Deceptiveness about Iraq
The robustness of Philippe Sands’s opinion that he didn’t agree with the invasion of Iraq is undermined by an article he has written to introduce his talk at the Hay festival today. It praises Daniel Ellsberg, the New York Times and the US Supreme Court for the publication of the Pentagon Papers in 1971. Ellsberg was the former Department of Defense official who leaked the documents to the NYT, which published them after the Supreme Court ruled against the Nixon administration’s attempt to stop it:
Their actions have inspired countless others: after the Iraq War, I was given sight of Lord Goldsmith’s secret legal memo to Tony Blair on the war’s likely illegality, advice that was hidden from the Cabinet, Parliament and the public. If that document – and others – had not emerged, as a result of actions based on principle, the full extent of the Blair government’s deceptions may never have become known.

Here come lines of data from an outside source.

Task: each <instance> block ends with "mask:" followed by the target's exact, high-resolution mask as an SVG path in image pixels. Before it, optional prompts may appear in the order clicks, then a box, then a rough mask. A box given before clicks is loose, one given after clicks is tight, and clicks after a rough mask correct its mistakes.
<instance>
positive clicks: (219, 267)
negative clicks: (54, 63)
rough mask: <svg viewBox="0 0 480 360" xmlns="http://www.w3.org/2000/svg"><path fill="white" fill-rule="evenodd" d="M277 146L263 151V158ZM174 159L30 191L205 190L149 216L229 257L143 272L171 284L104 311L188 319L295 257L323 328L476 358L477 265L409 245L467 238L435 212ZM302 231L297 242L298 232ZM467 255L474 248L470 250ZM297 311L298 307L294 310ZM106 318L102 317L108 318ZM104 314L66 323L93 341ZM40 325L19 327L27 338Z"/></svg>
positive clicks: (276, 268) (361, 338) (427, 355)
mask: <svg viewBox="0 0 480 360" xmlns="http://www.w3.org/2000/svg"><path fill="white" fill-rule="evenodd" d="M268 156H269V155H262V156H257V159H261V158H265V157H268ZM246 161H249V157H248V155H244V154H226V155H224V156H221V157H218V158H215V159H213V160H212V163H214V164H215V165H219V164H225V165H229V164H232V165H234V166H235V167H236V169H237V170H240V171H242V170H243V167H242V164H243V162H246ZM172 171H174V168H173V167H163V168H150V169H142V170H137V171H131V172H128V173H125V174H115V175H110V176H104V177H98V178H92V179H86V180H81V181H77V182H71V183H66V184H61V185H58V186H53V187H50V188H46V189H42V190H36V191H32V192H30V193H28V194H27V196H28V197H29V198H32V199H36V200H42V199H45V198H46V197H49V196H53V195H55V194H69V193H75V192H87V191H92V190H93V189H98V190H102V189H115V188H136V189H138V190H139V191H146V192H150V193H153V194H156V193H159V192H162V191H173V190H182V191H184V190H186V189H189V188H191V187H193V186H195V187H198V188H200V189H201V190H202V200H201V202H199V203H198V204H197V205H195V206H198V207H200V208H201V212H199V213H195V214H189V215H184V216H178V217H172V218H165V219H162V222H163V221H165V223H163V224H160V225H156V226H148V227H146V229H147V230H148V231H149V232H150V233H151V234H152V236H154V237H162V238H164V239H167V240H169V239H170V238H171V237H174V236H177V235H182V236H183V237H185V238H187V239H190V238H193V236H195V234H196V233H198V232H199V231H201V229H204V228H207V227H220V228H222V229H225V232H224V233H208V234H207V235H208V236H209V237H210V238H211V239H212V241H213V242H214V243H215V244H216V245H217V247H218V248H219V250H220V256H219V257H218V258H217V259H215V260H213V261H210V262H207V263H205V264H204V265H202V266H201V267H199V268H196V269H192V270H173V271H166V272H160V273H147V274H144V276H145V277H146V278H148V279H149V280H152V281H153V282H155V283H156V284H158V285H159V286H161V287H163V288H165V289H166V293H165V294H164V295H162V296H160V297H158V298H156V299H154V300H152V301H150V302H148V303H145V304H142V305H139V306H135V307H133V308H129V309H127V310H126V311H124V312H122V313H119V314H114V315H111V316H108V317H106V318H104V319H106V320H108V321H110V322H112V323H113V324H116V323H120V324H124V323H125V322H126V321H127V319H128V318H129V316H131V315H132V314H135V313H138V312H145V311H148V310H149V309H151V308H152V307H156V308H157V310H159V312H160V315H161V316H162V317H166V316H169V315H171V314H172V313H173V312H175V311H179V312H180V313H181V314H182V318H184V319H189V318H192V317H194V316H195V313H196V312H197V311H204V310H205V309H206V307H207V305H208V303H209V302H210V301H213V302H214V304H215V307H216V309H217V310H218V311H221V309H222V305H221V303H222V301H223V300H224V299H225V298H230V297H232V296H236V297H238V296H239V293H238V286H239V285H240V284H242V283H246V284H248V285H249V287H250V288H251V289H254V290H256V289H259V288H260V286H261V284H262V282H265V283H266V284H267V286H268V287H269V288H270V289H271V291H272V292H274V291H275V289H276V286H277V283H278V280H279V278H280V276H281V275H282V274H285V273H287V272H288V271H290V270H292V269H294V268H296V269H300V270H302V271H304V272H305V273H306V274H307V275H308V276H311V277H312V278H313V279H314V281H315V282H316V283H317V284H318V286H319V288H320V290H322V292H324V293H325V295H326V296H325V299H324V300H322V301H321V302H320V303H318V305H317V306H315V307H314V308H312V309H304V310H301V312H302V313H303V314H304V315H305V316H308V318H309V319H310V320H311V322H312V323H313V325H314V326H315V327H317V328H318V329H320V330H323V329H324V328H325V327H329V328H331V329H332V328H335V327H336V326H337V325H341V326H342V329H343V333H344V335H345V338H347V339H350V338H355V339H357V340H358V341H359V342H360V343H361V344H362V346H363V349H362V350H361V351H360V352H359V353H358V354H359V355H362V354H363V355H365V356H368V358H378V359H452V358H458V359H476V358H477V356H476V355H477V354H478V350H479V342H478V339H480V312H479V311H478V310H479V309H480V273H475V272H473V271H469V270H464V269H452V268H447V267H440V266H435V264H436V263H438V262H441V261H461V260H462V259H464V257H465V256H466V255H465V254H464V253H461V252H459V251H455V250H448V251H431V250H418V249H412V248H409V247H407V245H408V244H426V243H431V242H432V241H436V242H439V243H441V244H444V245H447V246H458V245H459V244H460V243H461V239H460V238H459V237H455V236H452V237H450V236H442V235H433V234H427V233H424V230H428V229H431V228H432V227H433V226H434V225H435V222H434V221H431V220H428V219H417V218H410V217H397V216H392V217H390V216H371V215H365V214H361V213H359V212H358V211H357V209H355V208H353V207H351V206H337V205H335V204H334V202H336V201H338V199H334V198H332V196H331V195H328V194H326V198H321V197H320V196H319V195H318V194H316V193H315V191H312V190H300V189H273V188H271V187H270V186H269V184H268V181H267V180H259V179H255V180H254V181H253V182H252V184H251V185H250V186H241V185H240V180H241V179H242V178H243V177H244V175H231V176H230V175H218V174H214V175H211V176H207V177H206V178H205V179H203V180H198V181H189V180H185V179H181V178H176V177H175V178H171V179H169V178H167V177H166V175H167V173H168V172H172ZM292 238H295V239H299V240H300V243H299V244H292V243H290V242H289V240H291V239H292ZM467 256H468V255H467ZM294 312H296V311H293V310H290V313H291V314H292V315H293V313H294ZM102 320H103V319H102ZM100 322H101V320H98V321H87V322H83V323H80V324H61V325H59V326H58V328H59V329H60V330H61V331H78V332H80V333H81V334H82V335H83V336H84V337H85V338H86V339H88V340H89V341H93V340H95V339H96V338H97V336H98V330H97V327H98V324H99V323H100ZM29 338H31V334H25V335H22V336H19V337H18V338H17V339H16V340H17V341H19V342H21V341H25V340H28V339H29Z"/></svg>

Having “had sight of” the Attorney General’s longer advice (pdf), Sands (above) ought to know that it was not on the “likely illegality” of military action. Its conclusion was that the legal position was “unclear”, that “arguments can be made on both sides”, and that “a reasonable case can be made” that such action would be authorised under the terms of UN resolution 1441.
To compare this document to the Pentagon Papers, which revealed that presidents Kennedy and Johnson misled the American people and Congress about their intentions in the Vietnam war, is an idiosyncratic judgement. One’s confidence in that judgement is not strengthened by Professor Sands’s ignorance of the contents of the Attorney General’s advice.
The document, which was leaked in the last week of the 2005 election campaign, failed either to substantiate the libel of “deception” or to influence the outcome of that election.